O actual ministro e o ex-director da PJ
A guerra de argumentos entre Alberto Costa e Santos Cabral só complica a necessária transição pacífica na Judiciária. Não se trata apenas de Alberto Costa confiar na PJ, mas também de esta poder confiar no ministro que a tutela
O actual ministro da Justiça e o ex-director nacional da Polícia Judiciária mantêm, publicamente, uma absurda guerra de números e de argumentos sobre as razões da demissão do segundo, sobre quem se demitiu ou quem foi demitido ou mesmo sobre a eficiência daquela polícia de investigação. As declarações de Alberto Costa na Assembleia da República sobre a eficiência da direcção de Santos Cabral querem basicamente dizer que a corporação era inconsequente nas suas investigações, pelo que tinha uma grande percentagem de casos arquivados e que apenas 18 por cento dos inquéritos seguiam para a acusação. Ineficiência que só se pode atribuir à ex-direcção nacional da PJ ou à falta de meios de que se queixaram Santos Cabral e os dirigentes da associação sindical da polícia, e que, a ser verdade, era da exclusiva responsabilidade do Governo.Alberto Costa não gostou que Santos Cabral tivesse feito um ultimato ao Executivo para ver satisfeitos os seus pedidos de reforço orçamental, uma necessidade para a qual a Direcção-Geral do Tesouro já tinha alertado no início de Março, ao referir que era impossível disponibilizar mais verbas para despesas sem provimento orçamental. A substituição do director da PJ, repetiu-o o ministro, deveu-se ao facto de aquele ter pretendido condicionar a liberdade do Governo com a denúncia de que a corporação estava em ruptura financeira e, portanto, assim pôs em causa a existência de uma relação de confiança. A PJ falava numa redução orçamental de 63 por cento; o Ministério da Justiça em 6,2. A discrepância permite muitas interpretações, muitas dúvidas. Mas ficamos sem saber se a corporação se encontra mesmo em ruptura financeira ou não. E também era desejável que o ministro explicasse, de facto, a que se devia essa falta de eficiência, porque o que disse esta semana entra em total contradição com o resultado do relatório da análise criminológica da PJ divulgado esta semana.

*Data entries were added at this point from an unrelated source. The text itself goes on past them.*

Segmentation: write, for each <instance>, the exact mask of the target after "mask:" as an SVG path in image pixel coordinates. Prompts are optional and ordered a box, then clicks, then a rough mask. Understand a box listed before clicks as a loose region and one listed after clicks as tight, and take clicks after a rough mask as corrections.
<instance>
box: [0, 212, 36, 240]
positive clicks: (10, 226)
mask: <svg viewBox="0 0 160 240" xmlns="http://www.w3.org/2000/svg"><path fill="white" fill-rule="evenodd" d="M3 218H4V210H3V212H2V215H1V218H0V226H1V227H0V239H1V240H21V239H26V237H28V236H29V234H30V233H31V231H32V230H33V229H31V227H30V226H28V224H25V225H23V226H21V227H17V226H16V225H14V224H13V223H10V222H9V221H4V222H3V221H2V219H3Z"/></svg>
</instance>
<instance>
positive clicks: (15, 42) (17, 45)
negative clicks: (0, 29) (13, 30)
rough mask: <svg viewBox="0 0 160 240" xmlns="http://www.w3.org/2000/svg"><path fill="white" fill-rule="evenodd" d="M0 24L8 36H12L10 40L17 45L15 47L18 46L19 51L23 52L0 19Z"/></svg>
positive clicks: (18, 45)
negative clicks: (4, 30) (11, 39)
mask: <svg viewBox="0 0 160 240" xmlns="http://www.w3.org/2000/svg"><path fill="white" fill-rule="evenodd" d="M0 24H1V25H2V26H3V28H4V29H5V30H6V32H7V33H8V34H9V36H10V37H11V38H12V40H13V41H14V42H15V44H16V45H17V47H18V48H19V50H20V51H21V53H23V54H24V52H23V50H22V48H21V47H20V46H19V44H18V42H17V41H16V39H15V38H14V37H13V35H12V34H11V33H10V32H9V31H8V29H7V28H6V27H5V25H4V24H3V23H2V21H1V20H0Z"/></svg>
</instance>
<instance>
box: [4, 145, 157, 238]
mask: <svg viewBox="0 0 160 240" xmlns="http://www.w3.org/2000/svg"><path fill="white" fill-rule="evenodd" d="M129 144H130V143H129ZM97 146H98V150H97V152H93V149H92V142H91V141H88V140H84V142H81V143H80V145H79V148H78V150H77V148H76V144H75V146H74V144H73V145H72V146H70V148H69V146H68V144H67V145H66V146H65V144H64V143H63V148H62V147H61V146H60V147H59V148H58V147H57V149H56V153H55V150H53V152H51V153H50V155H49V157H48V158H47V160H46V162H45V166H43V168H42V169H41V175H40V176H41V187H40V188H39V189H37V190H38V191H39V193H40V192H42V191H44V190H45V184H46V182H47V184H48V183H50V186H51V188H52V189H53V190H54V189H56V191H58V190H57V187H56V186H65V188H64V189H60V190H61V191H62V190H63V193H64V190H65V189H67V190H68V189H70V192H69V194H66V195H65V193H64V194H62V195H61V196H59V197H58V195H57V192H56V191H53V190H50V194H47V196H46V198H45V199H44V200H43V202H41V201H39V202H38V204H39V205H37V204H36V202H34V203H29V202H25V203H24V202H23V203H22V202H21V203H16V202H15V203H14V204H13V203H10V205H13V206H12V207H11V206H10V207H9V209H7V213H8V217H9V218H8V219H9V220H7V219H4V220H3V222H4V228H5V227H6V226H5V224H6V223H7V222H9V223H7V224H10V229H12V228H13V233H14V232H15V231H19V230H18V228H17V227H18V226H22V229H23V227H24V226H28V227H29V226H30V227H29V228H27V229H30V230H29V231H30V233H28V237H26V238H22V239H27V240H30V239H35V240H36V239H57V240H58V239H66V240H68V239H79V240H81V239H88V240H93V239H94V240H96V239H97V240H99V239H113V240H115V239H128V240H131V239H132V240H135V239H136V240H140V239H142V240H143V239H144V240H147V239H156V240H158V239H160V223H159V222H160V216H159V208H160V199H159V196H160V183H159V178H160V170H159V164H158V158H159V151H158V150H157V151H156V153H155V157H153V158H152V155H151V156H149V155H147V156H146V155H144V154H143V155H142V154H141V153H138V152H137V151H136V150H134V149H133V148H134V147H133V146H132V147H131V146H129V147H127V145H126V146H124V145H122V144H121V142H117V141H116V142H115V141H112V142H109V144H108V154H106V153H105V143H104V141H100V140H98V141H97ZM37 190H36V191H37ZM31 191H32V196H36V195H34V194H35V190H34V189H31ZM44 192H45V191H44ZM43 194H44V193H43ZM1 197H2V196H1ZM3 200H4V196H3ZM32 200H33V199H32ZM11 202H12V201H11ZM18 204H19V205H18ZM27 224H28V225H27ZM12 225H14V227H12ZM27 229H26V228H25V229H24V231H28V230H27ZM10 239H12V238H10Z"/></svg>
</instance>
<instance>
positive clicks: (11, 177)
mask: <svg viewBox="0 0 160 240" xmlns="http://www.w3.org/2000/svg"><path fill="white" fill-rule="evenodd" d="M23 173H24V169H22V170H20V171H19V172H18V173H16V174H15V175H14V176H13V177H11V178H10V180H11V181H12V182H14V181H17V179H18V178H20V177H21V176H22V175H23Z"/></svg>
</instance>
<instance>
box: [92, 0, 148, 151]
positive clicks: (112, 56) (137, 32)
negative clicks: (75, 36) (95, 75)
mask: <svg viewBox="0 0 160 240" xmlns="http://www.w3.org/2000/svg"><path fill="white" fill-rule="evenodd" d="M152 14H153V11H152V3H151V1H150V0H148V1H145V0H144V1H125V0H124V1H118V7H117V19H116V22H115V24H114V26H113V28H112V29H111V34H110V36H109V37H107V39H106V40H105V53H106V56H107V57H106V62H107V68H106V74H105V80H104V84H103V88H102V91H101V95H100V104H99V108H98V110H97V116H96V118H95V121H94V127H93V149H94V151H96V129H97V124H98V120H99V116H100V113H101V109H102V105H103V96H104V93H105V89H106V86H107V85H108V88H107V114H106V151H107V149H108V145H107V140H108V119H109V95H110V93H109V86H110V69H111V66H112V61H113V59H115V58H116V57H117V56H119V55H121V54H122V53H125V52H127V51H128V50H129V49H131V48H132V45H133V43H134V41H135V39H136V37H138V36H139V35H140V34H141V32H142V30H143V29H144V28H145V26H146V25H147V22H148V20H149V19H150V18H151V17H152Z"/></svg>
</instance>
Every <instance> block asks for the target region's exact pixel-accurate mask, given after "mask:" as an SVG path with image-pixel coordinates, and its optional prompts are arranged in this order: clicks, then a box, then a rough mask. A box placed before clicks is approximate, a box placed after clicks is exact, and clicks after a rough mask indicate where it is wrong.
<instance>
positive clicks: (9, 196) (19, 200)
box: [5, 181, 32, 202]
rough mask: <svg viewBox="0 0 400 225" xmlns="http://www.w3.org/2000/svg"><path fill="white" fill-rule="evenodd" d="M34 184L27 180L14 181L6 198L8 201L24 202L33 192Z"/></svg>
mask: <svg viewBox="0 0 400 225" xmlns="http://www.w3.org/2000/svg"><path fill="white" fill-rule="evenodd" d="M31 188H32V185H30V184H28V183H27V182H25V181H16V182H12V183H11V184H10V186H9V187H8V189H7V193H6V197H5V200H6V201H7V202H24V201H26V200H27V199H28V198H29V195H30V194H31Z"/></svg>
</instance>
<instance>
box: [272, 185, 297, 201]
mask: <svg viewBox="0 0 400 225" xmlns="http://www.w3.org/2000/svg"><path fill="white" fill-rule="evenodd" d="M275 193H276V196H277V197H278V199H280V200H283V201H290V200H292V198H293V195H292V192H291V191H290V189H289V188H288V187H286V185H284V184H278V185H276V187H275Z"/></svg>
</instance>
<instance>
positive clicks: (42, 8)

O que diz a PJ é que os seus níveis de operacionalidade são apenas ultrapassados pelos do primeiro semestre do ano em curso, com aparentes resultados históricos em áreas como a do combate ao tráfico de droga (a cocaína apreendida no último ano em Portugal é 18 por cento da totalidade daquele estupefaciente confiscado na Europa) ou da média e grande criminalidade. A instabilidade na Judiciária veio para ficar e cada palavra do ministro só aumenta a suspeita sobre um órgão de investigação que deveria estar acima de qualquer dúvida quanto à sua eficiência ou manipulação política, uma interpretação plausível permitida pela ideia de retirar à PJ o pelouro das relações internacionais com a Europol e a Interpol. A guerra de argumentos entre Alberto Costa e Santos Cabral só serve para aumentar estas dúvidas e colocar mais entraves a uma necessária transição pacífica na Judiciária. Não se trata apenas de Alberto Costa confiar na PJ, mas também de esta poder confiar no ministro que a tutela.